After completing studies in Spain at age 19, Xavier was sent to study at the University of Paris. He read philosophy and theology for a career as a professor. He met Ignatius Loyola in Paris and they developed a warm friendship. In 1534 he joined Layola and five of others in the formation of the Society of Jesus.
Xavier left Paris in 1536 to join Layola in Venice, Italy, from where it was intended that they would go to Palestine as missionaries. That trip never materialized . In Venice, Xavier engaged in charitable work among the sick. He was ordained in 1537 and in the next year went to Rome where he participated in the conference which led to the formal recognition of the Society of Jesus by the Pope
In 1542 he was sent to the Far East becoming the first Jesuit missionary.
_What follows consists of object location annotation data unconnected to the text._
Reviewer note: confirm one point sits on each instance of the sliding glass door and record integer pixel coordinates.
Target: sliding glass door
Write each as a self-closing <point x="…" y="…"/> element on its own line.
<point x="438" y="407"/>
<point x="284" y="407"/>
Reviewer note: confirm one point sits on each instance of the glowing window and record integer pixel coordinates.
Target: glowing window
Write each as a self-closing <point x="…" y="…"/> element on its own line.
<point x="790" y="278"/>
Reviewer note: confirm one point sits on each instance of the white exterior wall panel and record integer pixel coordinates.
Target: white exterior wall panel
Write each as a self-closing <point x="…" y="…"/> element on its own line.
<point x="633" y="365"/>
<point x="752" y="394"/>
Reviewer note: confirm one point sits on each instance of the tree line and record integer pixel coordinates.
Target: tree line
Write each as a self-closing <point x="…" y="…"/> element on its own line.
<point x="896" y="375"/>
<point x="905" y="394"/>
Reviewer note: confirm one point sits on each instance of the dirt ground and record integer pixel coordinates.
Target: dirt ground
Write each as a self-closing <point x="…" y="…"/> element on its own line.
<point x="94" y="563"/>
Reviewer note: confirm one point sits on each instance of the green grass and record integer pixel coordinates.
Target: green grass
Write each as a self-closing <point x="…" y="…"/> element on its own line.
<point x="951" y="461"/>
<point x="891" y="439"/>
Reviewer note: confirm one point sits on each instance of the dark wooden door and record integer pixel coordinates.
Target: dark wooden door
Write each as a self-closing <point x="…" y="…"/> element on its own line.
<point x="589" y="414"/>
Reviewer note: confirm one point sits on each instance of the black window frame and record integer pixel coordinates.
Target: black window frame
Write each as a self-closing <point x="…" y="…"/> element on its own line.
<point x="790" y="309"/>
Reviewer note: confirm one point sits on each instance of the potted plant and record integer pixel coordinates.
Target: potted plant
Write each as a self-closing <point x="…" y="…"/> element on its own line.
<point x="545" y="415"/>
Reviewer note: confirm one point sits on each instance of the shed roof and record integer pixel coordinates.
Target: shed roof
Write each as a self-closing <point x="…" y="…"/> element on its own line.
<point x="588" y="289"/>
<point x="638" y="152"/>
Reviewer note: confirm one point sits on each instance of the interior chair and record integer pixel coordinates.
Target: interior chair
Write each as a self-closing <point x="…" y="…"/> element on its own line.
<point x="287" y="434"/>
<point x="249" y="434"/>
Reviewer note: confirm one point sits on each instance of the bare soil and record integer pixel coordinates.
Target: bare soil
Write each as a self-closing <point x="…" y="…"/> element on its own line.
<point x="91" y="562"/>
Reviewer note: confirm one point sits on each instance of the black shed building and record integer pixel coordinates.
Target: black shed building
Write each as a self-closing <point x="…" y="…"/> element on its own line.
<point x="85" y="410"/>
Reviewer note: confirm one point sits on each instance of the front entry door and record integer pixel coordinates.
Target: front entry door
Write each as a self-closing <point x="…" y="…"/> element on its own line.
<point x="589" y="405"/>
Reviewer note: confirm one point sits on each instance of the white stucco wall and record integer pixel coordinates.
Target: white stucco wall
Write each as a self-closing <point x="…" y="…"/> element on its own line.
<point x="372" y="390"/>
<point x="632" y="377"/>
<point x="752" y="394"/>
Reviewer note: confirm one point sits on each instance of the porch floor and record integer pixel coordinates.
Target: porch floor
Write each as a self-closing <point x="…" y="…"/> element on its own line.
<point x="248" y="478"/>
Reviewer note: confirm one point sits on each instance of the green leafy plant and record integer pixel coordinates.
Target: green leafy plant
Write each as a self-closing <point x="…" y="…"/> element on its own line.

His mission was to strengthen and deepen Christian faith among nascent Christian communities in the Portuguese colonies. He began his ministry in Goa, India where he also established new Christian missions.
Leaving the subcontinent, Xavier traveled extensively in the Far East often under the most deplorable conditions, including extremes of heat and cold, and frequently on his bare feet. His ministry extended to the Island of Ceylon and to other Portuguese colonies in the East indies.
His work, proselytizing native populations opened his ayes to colonial abuses. In letters to his financial patron, King John of Portugal, he protested against the mistreatment of the natives by Portuguese settlers, and admonished against Portugal's part in the slave trade and in the plunder of colonies for their riches.
Conquering the Japanese language, he introduced Christianity to Japan, and not withstanding considerable opposition to his preaching by some of the Japanese leadership, he established a number of Christian communities which grew and survive to this day. His plan to extend his missionary work to mainland China was stopped by his illness and subsequent death on the Island of Sancian, near the coast of China.
Called healer, prophet and miracle worker, Francis Xavier is credited with teaching Catholic catechism to tens of thousands of people, particularly to the young; with deepening and strengthening the understanding of the faith among Christian communities throughout the Far East; and with bringing thousands of people to Christianity in India, Ceylen, the East Indies and Japan, Francis Xavier was beatified in October 1619, canonized in March 1622 and proclaimed patron of all foreign missions on December 3rd of the same year. He his interred in the Basilica Bom Jesus in Goa, India.
St. Francis Xavier Cathedral
As in The Bahamas, St. Francis Xavier serves today as patron to Roman Catholic missions, parish churches, and the dioceses on every continent around the world.
The archipelago comprising The Bahamas includes seventeen sizable islands and hundreds of smaller ones, cays and rocks. They stretch south-eastwardly from within fifty miles of the east coast of Florida, U.S.A., to a similar distance from the eastern end of Cuba.
The total land surface is only 4,400 square miles, but the islands are spread over a vast area on the edge of the Atlantic Ocean. From northwest to south-east, this chain of islands run six hundred miles.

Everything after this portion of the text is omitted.